- The Cibola National Forest includes 1.6 million acres in the Datil, Gallinas, Magdalena, Bear, Manzano, Sandia, San Mateo and Zuni Mountains, with elevations ranging from 5,000 to 11,301 feet. Vegetation varies from desert, up through juniper, pine and spruce-fir forest.
Sandia Crest is the most popular scenic attraction on the forest and one you will not want to miss. You can ride America's longest aerial tram to the crest of Sandia Mountain and stop by the Four Seasons Visitor Center, or you can make the scenic drive up the east slope. The panoramic view from the crest observation point at 10,678 feet above sea level, is unequaled elsewhere in the state and is a "must see" for most visitors. The Tijeras Pueblo Ruins site, adjacent to the Sandia Ranger Station, is a popular year-round educational destination and offers several summer programs. 9,375 foot Capilla Peak is accessible by car. Mount Taylor, at 11,301 feet has a good road within a mile of the top. In wintertime, the Sandia District offers a downhill ski area, snow play area, and cross-country ski trails, open usually from the first good storms in December to about the middle of March. Other points of interest in the area include nearby Indian Pueblos, additional prehistoric ruins, ice caves and lava flows.
The Cibola has four designated Wilderness Areas: Sandia Mountain, Manzano Mountain, Withington and Apache Kid Wildernesses.
Recreation - The Cibola National Forest offers recreational opportunities in any season. The mountain scenery and cooler summer temperatures lure vacationers to enjoy camping, horseback riding, pack trips, fishing, and elk, deer, or turkey hunting. Winter activities include downhill and cross-country skiing, snowboarding, snowshoeing and snowmobiling.
CAMPING: Most campgrounds are more than an hour's drive from Albuquerque; Tajique or Fourth of July campgrounds on the Mountainair Ranger District are nearest and are approximately 50 miles from the Albuquerque city limits.
HUNTING AND FISHING: The Cibola National Forest has only limited fishing opportunities -- those are at McGaffey Lake near Gallup, New Mexico, Tajique Creek in the Manzanos and Las Huertas Creek in the Sandias. Some game animals in the Cibola National Forest include deer, elk, antelope and turkey.
OHV'S AND MOUNTAIN BIKES: While there are no trails specifically designated as jeep trails or motorcycle trails on the Cibola, there are numerous old woods routes and logging roads throughout the districts which may be enjoyed by mountain bike, motorcycle or jeep. Motorized and mechanized vehicles (including bicycles) are NOT permitted in any designated wilderness areas.
Climate - Climate on the Cibola varies greatly with elevation.

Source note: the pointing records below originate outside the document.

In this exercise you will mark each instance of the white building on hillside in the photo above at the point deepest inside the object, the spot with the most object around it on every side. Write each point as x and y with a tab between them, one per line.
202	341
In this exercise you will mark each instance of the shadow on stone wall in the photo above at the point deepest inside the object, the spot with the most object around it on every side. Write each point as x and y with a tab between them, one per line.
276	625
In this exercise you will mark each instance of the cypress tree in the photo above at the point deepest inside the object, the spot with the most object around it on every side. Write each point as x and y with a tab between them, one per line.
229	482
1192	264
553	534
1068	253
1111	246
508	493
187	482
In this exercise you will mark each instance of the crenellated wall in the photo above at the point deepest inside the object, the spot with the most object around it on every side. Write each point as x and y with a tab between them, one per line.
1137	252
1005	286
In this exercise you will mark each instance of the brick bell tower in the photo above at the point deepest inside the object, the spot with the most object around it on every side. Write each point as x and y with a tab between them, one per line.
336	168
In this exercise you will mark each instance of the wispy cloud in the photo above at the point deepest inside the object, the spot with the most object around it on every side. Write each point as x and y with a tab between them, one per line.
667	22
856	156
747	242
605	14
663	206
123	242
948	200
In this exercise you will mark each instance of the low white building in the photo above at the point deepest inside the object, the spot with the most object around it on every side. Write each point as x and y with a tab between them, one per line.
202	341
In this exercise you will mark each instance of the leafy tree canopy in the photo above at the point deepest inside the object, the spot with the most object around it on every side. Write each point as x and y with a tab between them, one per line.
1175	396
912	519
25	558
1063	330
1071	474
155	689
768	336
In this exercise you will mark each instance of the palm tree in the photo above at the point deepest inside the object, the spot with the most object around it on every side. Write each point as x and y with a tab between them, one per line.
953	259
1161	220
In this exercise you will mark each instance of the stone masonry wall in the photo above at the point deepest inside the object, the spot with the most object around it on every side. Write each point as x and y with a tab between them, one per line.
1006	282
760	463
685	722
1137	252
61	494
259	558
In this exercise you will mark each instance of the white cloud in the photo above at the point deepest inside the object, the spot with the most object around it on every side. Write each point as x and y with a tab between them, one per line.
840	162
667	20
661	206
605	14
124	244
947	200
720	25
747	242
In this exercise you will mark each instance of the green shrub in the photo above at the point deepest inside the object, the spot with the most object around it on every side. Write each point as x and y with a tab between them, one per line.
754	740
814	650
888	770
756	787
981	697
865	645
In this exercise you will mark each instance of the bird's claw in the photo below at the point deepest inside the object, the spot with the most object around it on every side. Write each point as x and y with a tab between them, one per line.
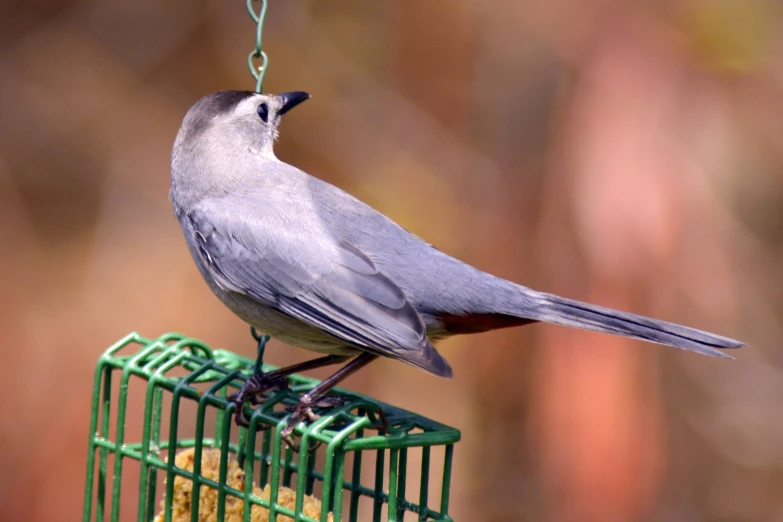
255	390
303	411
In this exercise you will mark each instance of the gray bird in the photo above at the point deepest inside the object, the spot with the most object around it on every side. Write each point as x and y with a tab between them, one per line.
309	264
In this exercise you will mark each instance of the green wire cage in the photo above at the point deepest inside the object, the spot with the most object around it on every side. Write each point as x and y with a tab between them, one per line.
154	399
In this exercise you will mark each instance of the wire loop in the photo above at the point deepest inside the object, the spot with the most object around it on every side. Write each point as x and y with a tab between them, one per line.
258	71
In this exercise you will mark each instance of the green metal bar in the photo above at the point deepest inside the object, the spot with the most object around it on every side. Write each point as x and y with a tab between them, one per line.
356	481
274	508
225	437
425	480
401	484
288	469
339	478
444	497
205	400
378	503
153	471
147	427
121	412
392	504
179	390
266	448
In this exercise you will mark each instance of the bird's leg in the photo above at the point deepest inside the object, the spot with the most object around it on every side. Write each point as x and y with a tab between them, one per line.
260	384
304	408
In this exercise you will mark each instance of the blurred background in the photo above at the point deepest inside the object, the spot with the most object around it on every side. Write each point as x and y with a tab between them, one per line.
625	153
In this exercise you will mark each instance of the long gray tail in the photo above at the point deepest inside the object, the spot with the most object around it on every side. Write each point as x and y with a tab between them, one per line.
554	309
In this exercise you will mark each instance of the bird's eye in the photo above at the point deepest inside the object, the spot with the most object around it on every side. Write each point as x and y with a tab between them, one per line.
263	112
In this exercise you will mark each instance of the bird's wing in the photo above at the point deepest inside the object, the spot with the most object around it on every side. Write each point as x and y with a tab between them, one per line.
318	279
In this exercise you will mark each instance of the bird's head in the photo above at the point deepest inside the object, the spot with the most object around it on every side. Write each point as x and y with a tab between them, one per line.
243	118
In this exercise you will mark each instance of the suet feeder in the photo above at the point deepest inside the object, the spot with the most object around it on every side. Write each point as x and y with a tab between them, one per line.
164	446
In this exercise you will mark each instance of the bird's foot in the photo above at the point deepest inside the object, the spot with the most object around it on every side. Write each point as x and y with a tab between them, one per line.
255	390
303	411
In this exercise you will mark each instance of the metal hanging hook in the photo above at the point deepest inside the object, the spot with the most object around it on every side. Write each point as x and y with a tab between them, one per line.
258	71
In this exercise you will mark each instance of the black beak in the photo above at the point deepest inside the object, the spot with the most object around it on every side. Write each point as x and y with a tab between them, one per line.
289	100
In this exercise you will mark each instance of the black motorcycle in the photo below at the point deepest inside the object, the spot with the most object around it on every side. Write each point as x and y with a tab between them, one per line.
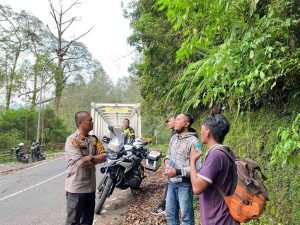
123	168
20	154
36	151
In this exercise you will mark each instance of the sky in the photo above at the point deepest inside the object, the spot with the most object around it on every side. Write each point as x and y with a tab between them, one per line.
107	41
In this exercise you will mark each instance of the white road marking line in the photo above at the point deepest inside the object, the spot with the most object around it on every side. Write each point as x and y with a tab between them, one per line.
41	164
2	176
26	189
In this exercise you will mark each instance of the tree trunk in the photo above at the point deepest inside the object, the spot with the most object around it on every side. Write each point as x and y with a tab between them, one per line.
59	85
33	100
10	82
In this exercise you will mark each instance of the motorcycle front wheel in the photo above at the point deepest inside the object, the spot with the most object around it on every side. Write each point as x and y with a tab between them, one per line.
104	192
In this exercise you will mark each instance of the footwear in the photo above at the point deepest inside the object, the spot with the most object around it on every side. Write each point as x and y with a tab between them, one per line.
159	211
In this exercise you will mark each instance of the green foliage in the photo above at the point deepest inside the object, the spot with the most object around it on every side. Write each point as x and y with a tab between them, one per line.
243	54
288	148
255	135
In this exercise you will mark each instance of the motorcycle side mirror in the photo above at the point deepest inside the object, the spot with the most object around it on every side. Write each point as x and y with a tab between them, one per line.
111	129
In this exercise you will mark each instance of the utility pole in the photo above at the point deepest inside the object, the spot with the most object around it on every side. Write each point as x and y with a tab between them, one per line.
40	108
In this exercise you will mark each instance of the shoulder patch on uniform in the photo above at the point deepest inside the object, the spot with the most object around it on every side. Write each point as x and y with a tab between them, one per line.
75	142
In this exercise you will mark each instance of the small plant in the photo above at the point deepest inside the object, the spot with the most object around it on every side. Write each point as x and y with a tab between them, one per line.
288	148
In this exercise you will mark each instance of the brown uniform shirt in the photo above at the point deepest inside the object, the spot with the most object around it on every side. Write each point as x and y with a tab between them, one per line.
81	180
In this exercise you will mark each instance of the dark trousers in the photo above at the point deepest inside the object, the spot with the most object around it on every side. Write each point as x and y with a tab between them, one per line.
80	208
162	204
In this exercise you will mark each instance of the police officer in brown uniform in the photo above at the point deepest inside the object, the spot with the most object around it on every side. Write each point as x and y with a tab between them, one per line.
83	152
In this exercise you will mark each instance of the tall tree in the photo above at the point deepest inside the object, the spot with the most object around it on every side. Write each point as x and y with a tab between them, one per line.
63	47
13	42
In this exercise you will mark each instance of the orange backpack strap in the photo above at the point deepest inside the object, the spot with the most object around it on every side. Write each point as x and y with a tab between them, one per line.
226	150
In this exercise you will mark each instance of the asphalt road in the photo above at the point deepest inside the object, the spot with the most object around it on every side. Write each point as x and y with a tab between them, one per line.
35	196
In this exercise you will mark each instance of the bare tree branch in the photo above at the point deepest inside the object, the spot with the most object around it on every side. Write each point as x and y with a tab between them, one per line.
71	21
66	48
75	3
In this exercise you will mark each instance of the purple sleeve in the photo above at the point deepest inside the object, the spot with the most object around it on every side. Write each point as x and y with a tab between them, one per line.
211	167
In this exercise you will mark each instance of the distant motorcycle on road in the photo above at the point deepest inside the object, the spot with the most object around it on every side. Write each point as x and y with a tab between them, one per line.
36	152
20	154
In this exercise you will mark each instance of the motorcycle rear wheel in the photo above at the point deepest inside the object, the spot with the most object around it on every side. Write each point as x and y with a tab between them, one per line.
106	187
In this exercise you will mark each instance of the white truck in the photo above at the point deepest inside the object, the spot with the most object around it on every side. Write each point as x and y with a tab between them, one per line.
112	114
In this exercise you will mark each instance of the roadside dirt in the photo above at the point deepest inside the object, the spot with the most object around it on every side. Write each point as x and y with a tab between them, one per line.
126	208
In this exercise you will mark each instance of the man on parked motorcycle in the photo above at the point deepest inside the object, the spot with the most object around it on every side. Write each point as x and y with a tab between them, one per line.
83	152
128	131
161	208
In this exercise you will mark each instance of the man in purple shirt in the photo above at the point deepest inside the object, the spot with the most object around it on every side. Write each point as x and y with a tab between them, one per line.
216	171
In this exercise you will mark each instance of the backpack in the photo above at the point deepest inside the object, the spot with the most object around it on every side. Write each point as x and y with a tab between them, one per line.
248	196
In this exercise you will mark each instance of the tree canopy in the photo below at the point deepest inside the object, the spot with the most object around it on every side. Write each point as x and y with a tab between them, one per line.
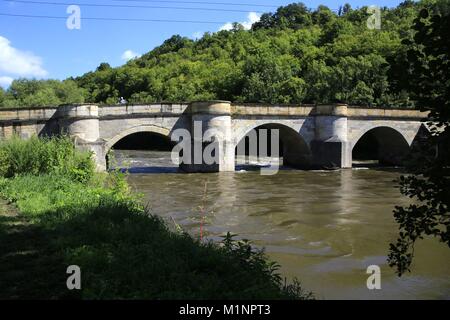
294	55
427	64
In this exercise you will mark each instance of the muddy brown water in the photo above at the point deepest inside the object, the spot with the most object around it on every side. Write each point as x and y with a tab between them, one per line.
323	227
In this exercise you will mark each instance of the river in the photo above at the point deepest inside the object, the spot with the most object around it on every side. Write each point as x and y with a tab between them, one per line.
323	227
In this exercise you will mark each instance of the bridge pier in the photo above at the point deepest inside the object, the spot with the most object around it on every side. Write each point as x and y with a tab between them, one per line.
331	148
212	148
81	122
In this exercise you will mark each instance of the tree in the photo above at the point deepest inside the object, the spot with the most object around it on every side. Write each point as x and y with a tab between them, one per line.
2	96
428	67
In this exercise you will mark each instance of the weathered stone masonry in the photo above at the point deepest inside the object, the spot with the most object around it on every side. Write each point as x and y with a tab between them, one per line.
321	135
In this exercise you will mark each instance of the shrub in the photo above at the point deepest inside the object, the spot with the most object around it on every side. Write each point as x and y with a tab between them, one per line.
37	156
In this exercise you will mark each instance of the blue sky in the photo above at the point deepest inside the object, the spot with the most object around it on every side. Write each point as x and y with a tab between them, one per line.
46	48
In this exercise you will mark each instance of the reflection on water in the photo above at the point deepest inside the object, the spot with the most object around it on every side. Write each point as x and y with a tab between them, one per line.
323	227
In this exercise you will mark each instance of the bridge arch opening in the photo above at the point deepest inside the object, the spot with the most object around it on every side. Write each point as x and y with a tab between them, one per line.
381	146
141	152
289	150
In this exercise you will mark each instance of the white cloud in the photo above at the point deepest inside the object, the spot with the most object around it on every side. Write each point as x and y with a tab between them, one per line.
197	35
129	54
251	19
17	62
5	81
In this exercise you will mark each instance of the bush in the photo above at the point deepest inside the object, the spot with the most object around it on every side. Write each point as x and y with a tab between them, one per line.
37	156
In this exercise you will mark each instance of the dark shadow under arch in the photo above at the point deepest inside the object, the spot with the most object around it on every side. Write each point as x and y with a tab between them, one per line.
381	146
142	152
293	150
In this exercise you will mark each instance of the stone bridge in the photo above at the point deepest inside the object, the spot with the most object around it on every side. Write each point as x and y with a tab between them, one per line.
312	136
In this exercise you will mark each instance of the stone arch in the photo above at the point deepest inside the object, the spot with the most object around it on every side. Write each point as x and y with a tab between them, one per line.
144	128
383	143
295	148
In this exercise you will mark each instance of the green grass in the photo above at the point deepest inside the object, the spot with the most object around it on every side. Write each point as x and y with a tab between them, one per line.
124	252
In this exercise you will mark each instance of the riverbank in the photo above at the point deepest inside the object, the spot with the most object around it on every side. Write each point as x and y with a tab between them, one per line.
70	216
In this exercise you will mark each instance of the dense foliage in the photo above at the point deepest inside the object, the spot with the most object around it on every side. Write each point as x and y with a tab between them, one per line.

The day to night temperature change is extreme, especially above 7,000 feet. Even in summer, nights are cool to cold depending on elevation. You'll find snow at timberline until June. Expect frequent afternoon showers in July and August. Winter brings snow which can be heavy in the higher elevations and temperatures can dip below zero. Sunny days are common however, even in the winter, with temperatures normally reaching into the 30's and 40's, or higher at the low elevations.
The Cibola National Forest is scattered in different segments, over the mountain ranges of central New Mexico. The Forest is headquartered in Albuquerque, with offices also in Magdalena, Grants, Mountainair and Tijeras. Interstates 40 and 25 run through the general area. The Cibola also administers National Grasslands in northeastern New Mexico, western Oklahoma, and northwestern Texas.